This week, an investor brought a lawsuit against Target Corporation in connection with allegedly "false and misleading statements concerning Target's Environment, Social and Governance (ESG) and Diversity, Equity, and Inclusion (DEI) mandates that led to its disastrous 2023 children-and-family themed LGBT-Pride campaign." Specifically, this securities lawsuit, which alleges 10b-5 violations, among other things, focuses on the "unprecedented customer backlash to a campaign Target undertook as a result of its ESG and DEI initiatives . . . which embroiled Target in the culture war and caused Target to experience the biggest stock decline in the company's history, costing investors billions." In essence, this lawsuit seeks to employ the securities laws to further penalize this retailer for the consequences of a customer boycott fueled by anti-ESG activists.

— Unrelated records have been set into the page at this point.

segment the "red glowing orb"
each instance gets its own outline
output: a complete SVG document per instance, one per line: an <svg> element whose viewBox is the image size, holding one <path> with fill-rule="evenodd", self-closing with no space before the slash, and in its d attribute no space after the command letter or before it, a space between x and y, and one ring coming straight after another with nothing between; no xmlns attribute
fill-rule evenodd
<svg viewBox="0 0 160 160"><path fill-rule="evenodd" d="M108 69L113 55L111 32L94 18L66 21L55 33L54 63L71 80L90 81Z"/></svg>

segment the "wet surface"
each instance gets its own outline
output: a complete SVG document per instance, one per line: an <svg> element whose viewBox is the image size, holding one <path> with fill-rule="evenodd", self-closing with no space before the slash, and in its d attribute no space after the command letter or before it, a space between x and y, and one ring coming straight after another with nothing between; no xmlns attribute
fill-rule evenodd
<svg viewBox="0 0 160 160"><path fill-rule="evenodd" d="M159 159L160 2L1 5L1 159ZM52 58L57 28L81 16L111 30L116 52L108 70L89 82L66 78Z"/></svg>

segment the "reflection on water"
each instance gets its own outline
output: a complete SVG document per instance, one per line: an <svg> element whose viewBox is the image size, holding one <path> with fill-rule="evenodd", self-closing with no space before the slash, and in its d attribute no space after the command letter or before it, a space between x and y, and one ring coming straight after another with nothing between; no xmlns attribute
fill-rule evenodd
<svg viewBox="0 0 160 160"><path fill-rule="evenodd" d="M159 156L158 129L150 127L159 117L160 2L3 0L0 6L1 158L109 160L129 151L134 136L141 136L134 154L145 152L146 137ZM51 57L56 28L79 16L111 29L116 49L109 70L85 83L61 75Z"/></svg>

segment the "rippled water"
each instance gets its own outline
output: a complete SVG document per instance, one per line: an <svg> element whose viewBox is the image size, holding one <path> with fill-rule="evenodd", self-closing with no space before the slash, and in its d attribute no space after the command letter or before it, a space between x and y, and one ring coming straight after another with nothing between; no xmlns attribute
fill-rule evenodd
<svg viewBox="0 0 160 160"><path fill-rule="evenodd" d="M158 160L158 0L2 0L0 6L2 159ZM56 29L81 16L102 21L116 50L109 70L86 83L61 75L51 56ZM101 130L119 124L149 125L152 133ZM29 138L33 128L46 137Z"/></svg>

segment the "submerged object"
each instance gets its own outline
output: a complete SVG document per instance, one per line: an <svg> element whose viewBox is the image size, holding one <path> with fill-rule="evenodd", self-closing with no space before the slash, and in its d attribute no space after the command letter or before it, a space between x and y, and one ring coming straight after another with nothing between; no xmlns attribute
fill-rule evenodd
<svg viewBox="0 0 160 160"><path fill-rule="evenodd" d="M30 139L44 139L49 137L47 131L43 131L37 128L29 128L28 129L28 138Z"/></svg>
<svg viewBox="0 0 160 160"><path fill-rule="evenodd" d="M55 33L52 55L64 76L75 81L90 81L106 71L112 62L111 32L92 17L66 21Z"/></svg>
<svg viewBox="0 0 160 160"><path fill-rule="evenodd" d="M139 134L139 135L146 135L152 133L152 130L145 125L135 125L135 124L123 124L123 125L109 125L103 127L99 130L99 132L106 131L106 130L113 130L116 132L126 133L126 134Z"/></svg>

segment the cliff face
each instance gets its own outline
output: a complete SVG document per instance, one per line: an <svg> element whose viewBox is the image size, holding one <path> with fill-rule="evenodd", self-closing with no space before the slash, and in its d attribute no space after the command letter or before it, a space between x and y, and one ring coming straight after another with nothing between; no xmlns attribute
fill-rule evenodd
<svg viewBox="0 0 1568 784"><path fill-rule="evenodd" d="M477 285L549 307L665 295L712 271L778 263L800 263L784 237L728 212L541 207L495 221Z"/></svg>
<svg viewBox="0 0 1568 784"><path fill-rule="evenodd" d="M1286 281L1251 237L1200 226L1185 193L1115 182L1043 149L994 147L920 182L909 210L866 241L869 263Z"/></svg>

Corporate ESG and DEI initiatives have increasingly been the focus of concerted pushback by conservative interests over the past few years, a trend that has accelerated recently. There have been a variety of initiatives that seek to punish corporations for adopting a stance deemed antithetical to conservative policy preferences, ranging from overt government action (e.g., Gov. DeSantis' various maneuvers against Disney) to grassroots efforts (e.g., the boycotting of particular companies). This securities lawsuit is notable for at least two reasons: (1) it demonstrates the use of yet another tactic--investor litigation--in the array of strategic options developed by anti-ESG interests; and (2) it presents the potential of further consequences to a successful consumer boycott of a company that (presumably) impacts its stock price, thus reinforcing the use of that particular tool and increasing its in terrorem value.
Nonetheless, this complaint represents simply the opening phase of the lawsuit, and it is uncertain whether the use of securities litigation as a tactic by anti-ESG interests will ultimately be successful (or even create meaningful risk for the company).